The reader and writer in me no longer has a place to go, and this despite nearly a half century of books and papers and pens and poesy. Why do I concern myself any longer with haphazard web pages and blog, as if the words might be transmuted into something they can never be—meaningful entities, objets d’art, theoretical proxies, poetry?

To try to wake up from the dream (I’m yawning and blinking in predawn darkness). To help others awake. To help others see.

Perhaps. A noble enough cause, but somewhat conceited too, as if I knew anything. Circumspection and precaution are essential, since words are a narcotic as addictive as methamphetamine or heroin, certain more damaging and deadly. The path one trods must be unhurried and deliberate and stepped mostly in meditation, in reflection, in pensive quietude. Do not think “the sky is blue”—see it! Do not think “the grass is green”—feel it! Do not think “the bird can sing”—hear it!

I step outside.

Delicately knit between two rose bushes, almost invisible, a silken web hovers amidst the scent of attar and garden decay. At the center of the web a spider awaits, in stoic stillness and silence, aware that in time the hunt always comes round to her…

Between the Marmoreal Bookends, There are No Books…

Between the marmoreal bookends, there are no books—only artifacts of pulp and paper and glue and ink. Books are a confection of the mind, an interior produce, harvested like magic mushrooms inside a forest of teeming dendrites, impossible to find anywhere in natural world, the real world, since words do not exist outside the skull.

My dog—and this is the key to everything—sees books exactly for what they are, what they really are, tactile and textile surfaces that are sometimes pleasant playthings but usually ignored as extraneous and immaterial. Reality is found nowhere in a book, neither the past nor future, or answers, and to suppose otherwise is to subscribe to abstract folly, to an occult notion of destiny that awards words and compositions greater respect than pulsating life itself.
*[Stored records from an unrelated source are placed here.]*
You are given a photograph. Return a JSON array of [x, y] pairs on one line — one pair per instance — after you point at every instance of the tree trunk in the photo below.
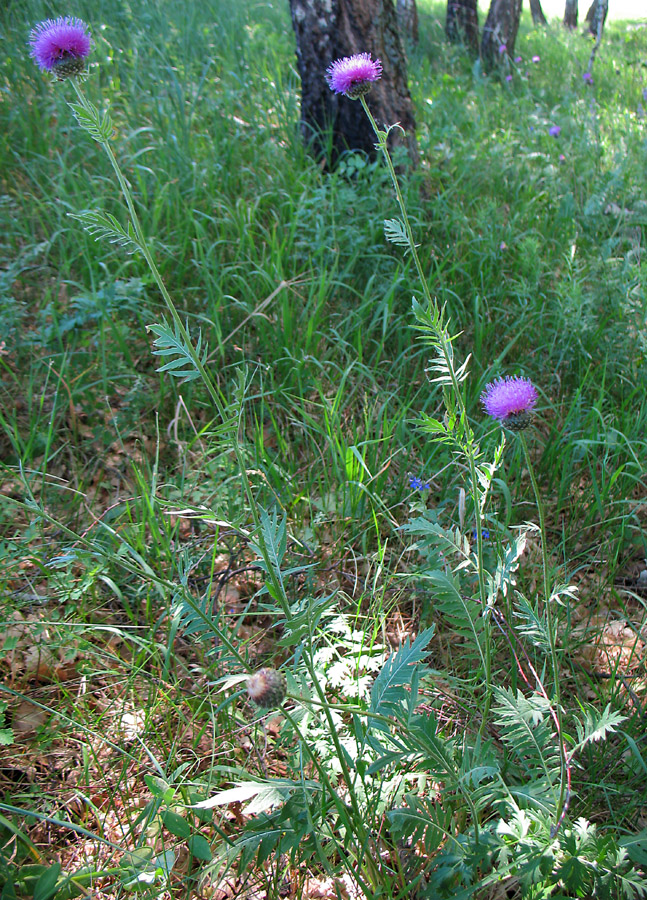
[[407, 15], [327, 30], [500, 29], [462, 24], [596, 16], [570, 14], [537, 13]]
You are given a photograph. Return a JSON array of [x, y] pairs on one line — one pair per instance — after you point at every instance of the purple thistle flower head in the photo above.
[[511, 400], [353, 75], [61, 46], [418, 484]]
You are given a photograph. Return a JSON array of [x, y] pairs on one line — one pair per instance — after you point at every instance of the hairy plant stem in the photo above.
[[218, 401], [444, 343], [352, 823], [550, 624]]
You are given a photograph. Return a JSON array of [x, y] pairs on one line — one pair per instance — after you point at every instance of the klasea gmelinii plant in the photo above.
[[354, 75], [61, 46]]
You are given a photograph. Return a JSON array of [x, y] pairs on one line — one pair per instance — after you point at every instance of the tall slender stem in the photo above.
[[446, 349], [550, 624]]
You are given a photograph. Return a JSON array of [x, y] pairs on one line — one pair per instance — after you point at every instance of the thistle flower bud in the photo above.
[[353, 75], [267, 688], [61, 46], [511, 400]]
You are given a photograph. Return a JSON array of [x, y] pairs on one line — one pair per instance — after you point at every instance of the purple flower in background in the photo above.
[[61, 45], [353, 75], [511, 400]]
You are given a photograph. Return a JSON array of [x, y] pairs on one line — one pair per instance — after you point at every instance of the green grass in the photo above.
[[537, 248]]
How many have become all-too-willing to lay down their vibrant lives, and for what: a catchphrase, a slogan, a battle cry, a scripture? How many will die with a word tugging away their last breaths?

We think we know what this world’s about because of someone else’s stories spooling through our minds, threaded by language, stitched together with words. The world’s stories are found nowhere in the world, yet we go on killing each other, keep volunteering to die, because we have accepted the stories to be more real than reality itself. Isn’t it time we told ourselves new stories, our own stories, where our lives possess more value and measure and respect than treacly words oozing from a preacher’s , a priest’s, a politician’s lips?